Donnez vie à vos données

Vous avez fait le plein de données ? Et maintenant vous aimeriez  bien qu’elles soient vues, lues et approuvées par votre public ? Le seul souci, c’est que votre public est, a priori, peu friand de chiffres, de camemberts et d’histogrammes. Et accessoirement bombardé d’informations de toutes parts. Vous n’êtes malheureusement pas seuls à vouloir faire passer votre message. Et entre un camembert fade et une vidéo de chat qui fait des loopings dans la cuisine, il n’y a pas photo...

Aussi intéressantes que soient vos données, elles risquent bien de rater leur cible si vous oubliez une chose : de communiquer. Et la règle numéro un de l’information et de la communication visuelle, vous la connaissez : il faut être vu pour être lu. Communiquer, c’est séduire, retenir l’attention, éveiller la curiosité. C’est la première étape. Cruciale. Il y en aura d’autres. Mais si vous la zappez, vous subirez le même sort.

Ce jeu de la séduction est à la base de la communication, qu’elle soit publicitaire, corporate, interne ou externe, pour ne citer qu’elles. Et l’information n’en est pas exclue. Pour vivre, elle doit vendre, donc être vue et lue.

Pour que vos données soient vues, il vous faudra donc recourir aux mêmes méthodes que vous utilisez pour attirer l’attention de votre cible sur une information ou un produit. De même qu’il ne vous viendrait pas à l’idée, aujourd’hui, de communiquer avec un texte monotone sur une colonne en corps 7, interligne 1, ou de faire la promotion d’un produit sans un visuel léché, vous ne pouvez aujourd’hui vous permettre d’espérer retenir l’attention de quiconque avec un camembert fade ou un histogramme insipide. Sauf à ce que votre public mange du camembert à tous les repas, comme un analyste financier, mais celui-ci n’étant pas votre seul public, passons…

La première règle de la data visualisation n’a donc rien de révolutionnaire, elle est connue de tous les communicants depuis des siècles. Elle n’est juste que rarement appliquée aux données. Comme si celles-ci faisaient exception. Il est vrai qu’au pays de Molière, on préfère le verbe aux chiffres. Mais il ne vous aura pas échappé que Molière n’est plus, que la société a changé et qu’elle est, plus que jamais, gouvernée par des chiffres et des données. Accessoirement, vous travaillez pour des chiffres. Et la plupart de vos choix sont guidés par des chiffres. Ils sont même devenus le sel de tout discours qui veut asseoir sa crédibilité et, de fait, omniprésents. Sauf à changer de modèle de société, c’est ainsi.

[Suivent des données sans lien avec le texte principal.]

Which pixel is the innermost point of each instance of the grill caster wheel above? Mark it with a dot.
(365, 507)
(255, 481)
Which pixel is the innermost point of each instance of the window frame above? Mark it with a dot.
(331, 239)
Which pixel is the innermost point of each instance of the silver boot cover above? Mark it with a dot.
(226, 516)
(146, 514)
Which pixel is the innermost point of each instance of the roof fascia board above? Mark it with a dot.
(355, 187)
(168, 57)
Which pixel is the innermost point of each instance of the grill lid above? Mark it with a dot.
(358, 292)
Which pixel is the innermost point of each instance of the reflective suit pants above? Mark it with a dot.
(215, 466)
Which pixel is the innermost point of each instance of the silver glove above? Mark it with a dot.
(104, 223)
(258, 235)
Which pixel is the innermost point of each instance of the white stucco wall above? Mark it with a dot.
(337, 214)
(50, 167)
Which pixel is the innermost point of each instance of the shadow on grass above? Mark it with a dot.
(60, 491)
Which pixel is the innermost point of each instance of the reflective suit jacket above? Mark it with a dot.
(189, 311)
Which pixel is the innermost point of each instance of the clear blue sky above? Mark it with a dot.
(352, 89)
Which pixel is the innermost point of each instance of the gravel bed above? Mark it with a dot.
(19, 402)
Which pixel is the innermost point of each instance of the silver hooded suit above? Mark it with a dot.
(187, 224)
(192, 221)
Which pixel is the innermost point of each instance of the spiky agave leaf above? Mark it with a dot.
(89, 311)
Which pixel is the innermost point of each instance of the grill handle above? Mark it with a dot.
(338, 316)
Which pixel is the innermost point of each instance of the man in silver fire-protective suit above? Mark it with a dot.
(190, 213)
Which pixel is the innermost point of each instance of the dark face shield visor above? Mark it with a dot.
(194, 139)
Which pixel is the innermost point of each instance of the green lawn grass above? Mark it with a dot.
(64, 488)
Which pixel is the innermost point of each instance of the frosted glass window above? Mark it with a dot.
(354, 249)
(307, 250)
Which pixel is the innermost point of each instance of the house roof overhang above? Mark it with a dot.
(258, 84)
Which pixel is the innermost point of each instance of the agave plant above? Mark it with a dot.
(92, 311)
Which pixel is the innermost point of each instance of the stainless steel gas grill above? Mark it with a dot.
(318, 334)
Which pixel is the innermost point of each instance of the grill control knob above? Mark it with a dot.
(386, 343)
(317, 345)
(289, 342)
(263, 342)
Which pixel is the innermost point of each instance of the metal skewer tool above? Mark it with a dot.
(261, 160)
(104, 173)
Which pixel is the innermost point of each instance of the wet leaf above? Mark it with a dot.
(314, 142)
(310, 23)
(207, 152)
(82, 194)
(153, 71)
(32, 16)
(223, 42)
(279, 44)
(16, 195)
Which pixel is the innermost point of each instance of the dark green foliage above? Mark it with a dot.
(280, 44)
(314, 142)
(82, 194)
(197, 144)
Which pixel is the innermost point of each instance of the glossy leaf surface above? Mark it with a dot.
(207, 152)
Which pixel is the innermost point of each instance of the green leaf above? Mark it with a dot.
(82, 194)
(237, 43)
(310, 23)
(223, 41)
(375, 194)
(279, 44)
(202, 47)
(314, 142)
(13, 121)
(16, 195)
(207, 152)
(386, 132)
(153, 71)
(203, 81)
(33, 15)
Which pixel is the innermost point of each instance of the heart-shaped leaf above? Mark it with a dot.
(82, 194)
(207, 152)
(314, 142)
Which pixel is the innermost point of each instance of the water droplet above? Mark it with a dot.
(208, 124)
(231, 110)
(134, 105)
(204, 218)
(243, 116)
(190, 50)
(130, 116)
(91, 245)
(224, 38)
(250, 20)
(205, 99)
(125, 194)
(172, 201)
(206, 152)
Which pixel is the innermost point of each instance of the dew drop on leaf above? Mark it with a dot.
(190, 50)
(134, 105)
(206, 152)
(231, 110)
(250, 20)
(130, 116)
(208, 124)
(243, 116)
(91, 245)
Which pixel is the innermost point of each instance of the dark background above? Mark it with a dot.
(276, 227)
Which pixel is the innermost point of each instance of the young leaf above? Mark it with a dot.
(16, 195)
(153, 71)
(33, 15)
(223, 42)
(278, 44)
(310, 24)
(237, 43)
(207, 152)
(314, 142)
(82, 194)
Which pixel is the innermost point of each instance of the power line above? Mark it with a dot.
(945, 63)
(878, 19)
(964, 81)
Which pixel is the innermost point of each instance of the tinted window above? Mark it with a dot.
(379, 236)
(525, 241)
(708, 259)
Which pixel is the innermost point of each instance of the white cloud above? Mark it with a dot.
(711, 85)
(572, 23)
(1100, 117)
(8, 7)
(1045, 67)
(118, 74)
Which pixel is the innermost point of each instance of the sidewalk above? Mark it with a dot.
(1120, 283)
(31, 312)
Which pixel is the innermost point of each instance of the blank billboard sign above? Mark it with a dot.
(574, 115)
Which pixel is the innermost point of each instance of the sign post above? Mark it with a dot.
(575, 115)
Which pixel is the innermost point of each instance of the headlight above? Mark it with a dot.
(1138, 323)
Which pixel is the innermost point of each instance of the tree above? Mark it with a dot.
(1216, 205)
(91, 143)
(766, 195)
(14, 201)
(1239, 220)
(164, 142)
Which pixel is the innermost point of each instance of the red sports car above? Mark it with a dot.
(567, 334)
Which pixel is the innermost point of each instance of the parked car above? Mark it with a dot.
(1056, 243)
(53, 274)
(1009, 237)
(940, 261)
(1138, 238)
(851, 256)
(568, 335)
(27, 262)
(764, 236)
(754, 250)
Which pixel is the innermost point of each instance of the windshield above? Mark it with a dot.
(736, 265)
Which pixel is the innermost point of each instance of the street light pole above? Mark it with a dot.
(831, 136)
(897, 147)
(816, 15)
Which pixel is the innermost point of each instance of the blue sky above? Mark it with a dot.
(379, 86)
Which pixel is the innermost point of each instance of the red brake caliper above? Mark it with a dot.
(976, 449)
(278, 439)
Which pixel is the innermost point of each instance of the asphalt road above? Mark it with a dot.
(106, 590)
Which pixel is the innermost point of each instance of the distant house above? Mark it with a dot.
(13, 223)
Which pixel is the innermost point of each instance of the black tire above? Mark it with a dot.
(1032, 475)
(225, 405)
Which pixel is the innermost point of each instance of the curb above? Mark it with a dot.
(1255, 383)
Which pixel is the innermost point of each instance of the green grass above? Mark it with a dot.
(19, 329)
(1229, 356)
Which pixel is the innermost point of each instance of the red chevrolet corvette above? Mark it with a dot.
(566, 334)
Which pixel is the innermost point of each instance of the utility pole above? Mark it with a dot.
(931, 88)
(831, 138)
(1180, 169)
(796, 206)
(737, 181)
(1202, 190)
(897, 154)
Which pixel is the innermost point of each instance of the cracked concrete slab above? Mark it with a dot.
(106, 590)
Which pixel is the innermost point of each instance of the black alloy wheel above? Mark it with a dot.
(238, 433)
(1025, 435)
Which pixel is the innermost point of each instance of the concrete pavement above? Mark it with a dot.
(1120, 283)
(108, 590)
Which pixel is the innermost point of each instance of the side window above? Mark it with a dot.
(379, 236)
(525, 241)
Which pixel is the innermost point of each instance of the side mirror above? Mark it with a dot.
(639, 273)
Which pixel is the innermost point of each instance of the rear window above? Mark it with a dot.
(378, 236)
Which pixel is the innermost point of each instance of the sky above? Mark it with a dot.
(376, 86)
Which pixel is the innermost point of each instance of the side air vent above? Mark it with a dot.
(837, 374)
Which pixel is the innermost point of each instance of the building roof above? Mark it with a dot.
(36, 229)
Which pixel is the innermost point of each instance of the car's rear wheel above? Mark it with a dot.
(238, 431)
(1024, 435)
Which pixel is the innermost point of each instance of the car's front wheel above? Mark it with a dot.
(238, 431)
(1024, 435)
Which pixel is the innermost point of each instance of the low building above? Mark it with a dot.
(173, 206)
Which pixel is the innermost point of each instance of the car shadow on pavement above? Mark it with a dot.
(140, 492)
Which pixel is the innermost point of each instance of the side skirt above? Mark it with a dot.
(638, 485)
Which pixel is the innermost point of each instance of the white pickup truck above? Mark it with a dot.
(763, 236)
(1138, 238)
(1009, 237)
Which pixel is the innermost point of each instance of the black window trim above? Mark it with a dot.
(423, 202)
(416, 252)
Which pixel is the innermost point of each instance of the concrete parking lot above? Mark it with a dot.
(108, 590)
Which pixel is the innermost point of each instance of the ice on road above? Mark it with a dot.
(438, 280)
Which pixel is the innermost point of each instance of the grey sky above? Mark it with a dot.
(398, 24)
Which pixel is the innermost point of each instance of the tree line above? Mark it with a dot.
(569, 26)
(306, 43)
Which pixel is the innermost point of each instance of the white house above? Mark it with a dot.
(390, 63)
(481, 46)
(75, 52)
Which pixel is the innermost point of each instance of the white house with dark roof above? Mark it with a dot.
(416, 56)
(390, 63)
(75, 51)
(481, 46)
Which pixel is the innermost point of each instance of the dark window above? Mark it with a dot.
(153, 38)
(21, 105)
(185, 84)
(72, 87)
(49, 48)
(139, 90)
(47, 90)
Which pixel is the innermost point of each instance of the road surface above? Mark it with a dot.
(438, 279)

Pour pouvoir capter l’attention de votre auditoire, il vous faut donc soigner vos données et leur traitement de la même façon que vous soignez vos textes et vos images. C’est aussi simple que ça. Ou presque. Car là commence l’art de la data visualisation. L’art de visualiser des données en jouant avec les formes et les couleurs, les concepts et les espaces, pour parvenir à un produit d’information et de communication attractif, fidèle, clair et impactant, respectant l’univers, la tonalité du discours qu’il porte et l’éventuelle charte graphique dans laquelle il s’inscrit. Ça fait beaucoup ? Ah oui, mais on ne vous avait pas dit que c’était simple à mettre en oeuvre, non plus… La data visualisation fait appel à des compétences qui relèvent à la fois de la maîtrise de l’information, de la communication, de la création et du graphisme, toutes fondamentales et nécessaires dans cette approche. Et sans elles, point de salut.

Le premier défi d’une data visualisation est donc de capter l’attention, d’attirer l’oeil, de séduire d’abord pour convaincre ensuite. À ce stade, on peut en appeler au sens du design pour jouer avec les modes de visualisation des données traditionnels en leur donnant formes, couleurs, matières, présences, éclairages et en jouant sur l’élégance de la mise en page. Mais on peut aussi pousser le bouchon plus loin et en appeler à la créativité pour mettre en scène l’information et lui donner sens, comme nous le verrons dans le 4ème point.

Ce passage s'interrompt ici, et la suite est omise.